Miscellaneous Notes

Potential runtime errors

If runtime exceptions occur that prevent a federated learning session from running to completion, the potential issues could be:

Out of CUDA Memory

Issue: Out of CUDA memory.

Potential solutions: Decrease the max_concurrency value in the trainer section in your configuration file.

Client Timeout Issues

Issue: The time that a client waits for the server to respond before disconnecting is too short. This could happen when training with large neural network models. If you get an AssertionError saying that there are not enough launched clients for the server to select, this could be the reason. But make sure you first check if it is due to the out of CUDA memory error.

Potential solutions: Add ping_timeout in the server section in your configuration file. The default value for ping_timeout is 360 (seconds).

For example, when running on Compute Canada resources with the CIFAR-10 dataset and the ResNet-18 model, and if 10 clients are selected per round, ping_timeout needs to be 360 when clients' local datasets are non-iid by symmetric Dirichlet distribution with the concentration of 0.01. Consider an even larger number if you run with larger models and more clients.

Process Cleanup

Issue: Running processes have not been terminated from previous runs.

Potential solutions: Use the command pkill python to terminate them so that there will not be CUDA errors in the upcoming run.

Client simulation mode

Plato runs in a client simulation mode, where the actual number of client processes launched on one available device (of each edge server in cross-silo training) equals the number of clients needed for concurrently active training (defined in max_concurrency in the trainer section of the configuration file), rather than the total number of clients.

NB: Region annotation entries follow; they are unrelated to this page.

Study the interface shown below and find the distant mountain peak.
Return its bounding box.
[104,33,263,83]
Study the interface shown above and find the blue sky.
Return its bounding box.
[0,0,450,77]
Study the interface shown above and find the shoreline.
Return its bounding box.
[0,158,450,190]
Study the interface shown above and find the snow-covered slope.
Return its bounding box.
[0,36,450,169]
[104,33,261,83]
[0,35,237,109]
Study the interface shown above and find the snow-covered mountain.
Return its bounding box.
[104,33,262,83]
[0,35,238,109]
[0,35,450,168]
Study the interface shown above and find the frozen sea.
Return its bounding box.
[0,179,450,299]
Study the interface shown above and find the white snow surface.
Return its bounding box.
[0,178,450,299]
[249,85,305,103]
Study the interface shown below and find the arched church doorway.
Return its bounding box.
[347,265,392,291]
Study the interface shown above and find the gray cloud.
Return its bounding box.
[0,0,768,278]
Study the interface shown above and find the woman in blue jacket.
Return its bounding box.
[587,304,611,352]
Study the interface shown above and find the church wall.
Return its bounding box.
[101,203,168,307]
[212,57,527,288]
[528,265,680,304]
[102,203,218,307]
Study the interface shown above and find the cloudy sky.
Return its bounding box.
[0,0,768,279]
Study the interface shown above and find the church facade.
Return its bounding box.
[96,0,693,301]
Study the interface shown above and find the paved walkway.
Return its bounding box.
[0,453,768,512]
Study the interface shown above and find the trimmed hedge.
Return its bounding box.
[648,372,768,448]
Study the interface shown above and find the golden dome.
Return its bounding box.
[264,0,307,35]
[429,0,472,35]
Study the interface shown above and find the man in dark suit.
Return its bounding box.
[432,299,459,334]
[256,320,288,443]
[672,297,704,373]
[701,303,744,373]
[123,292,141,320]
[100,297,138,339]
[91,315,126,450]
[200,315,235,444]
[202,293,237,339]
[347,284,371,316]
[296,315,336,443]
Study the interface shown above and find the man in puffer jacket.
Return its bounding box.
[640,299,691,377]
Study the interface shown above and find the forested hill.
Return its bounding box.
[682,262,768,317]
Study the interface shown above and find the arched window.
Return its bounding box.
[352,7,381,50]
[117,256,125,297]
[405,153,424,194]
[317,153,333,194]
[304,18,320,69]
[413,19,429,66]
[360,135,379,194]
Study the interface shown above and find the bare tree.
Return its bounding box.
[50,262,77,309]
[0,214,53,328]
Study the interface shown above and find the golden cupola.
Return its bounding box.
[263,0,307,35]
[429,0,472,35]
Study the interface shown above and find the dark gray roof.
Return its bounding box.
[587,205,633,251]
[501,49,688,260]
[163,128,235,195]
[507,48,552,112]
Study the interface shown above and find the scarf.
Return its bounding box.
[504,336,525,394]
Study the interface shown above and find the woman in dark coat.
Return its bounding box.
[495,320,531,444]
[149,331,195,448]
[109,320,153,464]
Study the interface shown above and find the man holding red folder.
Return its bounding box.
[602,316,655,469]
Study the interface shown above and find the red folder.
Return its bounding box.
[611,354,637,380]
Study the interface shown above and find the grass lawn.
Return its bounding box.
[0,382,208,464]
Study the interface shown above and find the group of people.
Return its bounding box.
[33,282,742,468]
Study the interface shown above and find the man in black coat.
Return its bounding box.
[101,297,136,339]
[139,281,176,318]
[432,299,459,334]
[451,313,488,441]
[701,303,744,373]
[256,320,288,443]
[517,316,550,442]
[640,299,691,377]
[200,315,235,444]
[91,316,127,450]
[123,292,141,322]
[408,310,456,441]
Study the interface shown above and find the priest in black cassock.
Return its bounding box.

This supports a simulated federated learning environment, where the set of selected clients by the server will be simulated by the set of client processes actually running. For example, with a total of 10000 clients and 1000 clients selected, if only 7 clients can train concurrently on one GPU in the federated learning session due to limits of CUDA memory, then the same number of clients will be launched on one GPU as separate processes. Each client process may assume different client IDs in client simulation mode.

Server asynchronous mode

Plato supports an asynchronous mode for the federated learning servers. With traditional federated learning, client-side training and server-side processing proceed in a synchronous iterative fashion, where the next round of training will not commence before the current round is complete. In each round, the server would select a number of clients for training, send them the latest model, and the clients would commence training with their local data. As each client finishes its client training process, it will send its model updates to the server. The server will wait for all the clients to finish training before aggregating their model updates.

In contrast, if server asynchronous mode is activated (server:synchronous set to false), the server run its aggregation process periodically, or as soon as model updates have been received from all selected clients. The interval between periodic runs is defined in server:periodic_interval in the configuration. When the server runs its aggregation process, all model updates received so far will be aggregated, and new clients will be selected to replace the clients who have already sent their updates. Clients who have not sent their model updates yet will be allowed to continue their training processes. It may be the case that asynchronous mode is more efficient for cases where clients have very different training performance across the board, as faster clients may not need to wait for the slower ones (known as stragglers in the academic literature) to receive their freshly aggregated models from the server.

Running unit tests

All unit tests are in the tests/ directory. These tests are designed to be standalone and executed separately. For example, the command python lr_schedule_tests.py runs the unit tests for learning rate schedules.

Running Continuous Integration tests as GitHub actions

Continuous Integration (CI) tests have been set up for PyTorch in .github/workflows/, and will be activated on every push and Pull Request. To run these tests manually, visit the Actions tab at GitHub, select the job, and then click Run workflow.

Setting up Zed for Formatting and Linting

If you use Zed as your editor, it uses Ruff as its default Python formatter and linter.